All it means is that no one could be compelled to accept more than the limit. The primary legal effect of something being designated as "legal tender" is that if offering it to pay a debt is a "tender". If the creditor refuses to accept it, the accrual of interest on the debt stops, and for purposes other than valuing the debt, it is the same as if it had been paid. For example, if someone proves in court that he has made a legal tender to a landlord who refused to accept it, the landlord would be unable to obtain an eviction judgment for non-payment. An offer of something else, such as a check or a credit card charge, would not prevent the eviction, because it wasn't a "tender" of payment. (Remember that, because there will be a test - about the 10th week of your first year law school contracts course. )

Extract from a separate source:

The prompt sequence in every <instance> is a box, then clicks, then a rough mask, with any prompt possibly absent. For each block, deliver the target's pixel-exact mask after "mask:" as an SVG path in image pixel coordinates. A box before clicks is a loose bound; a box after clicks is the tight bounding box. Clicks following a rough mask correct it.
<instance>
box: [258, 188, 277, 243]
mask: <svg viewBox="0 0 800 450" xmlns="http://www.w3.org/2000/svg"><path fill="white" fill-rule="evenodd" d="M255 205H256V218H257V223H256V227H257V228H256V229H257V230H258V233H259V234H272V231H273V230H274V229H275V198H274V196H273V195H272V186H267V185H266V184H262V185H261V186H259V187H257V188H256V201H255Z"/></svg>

Interesting. Does this mean that if I paid for some 25-cent Chicklets I just ate in the check-out lane with 25 Lincoln cents, the merchant must accept it (or at least acknowledge I've, uh, "tendered"), but if I tried to use 30 Lincoln cents for the 30-cent TicTacs I just ate, he could demand I use some other coin combination or have me arrested for shoplifting?
Uh, not to my knowledge. It's perfectly legal to spend a large number of cents, but many merchants would want them rolled.
Under the Coinage Act of 1879, pennies (and nickels) are legal tender in amounts not exceeding twenty-five cents. Under the Coinage Act of 1965, this restriction was eliminated. So I was right forty-one years ago, but not lately. Story of my life. Incidently - US coins and currency are legal tender "for all debts". That means if I owe you money and I tender pennies, you have to take them. If you don't, you can't sue for non-payment and win. However - if I'm in business and put up a sign saying "No bills larger than a $20" or "No unrolled coin accepted", then I don't have to accept $50s or jars of pennies. "Legal tender" status applies to debts only.
True, but you don't HAVE to take it. And although you can'r claim that they didn't try and pay you, it does not erase the debt. They still owe you the original debt, but you can't add any interests or penalties.
I hate the IRS as much as the next guy but I heard a rumor of some knuckle-head paying off the IRS in pennies to make some kind of point (what- I'll never know) but was made to sit and watch the agent count out the change. moral: he who accepts legal tender laughs last...I guess Maybe I'll check SNOPES. Seems a bit urban legendified!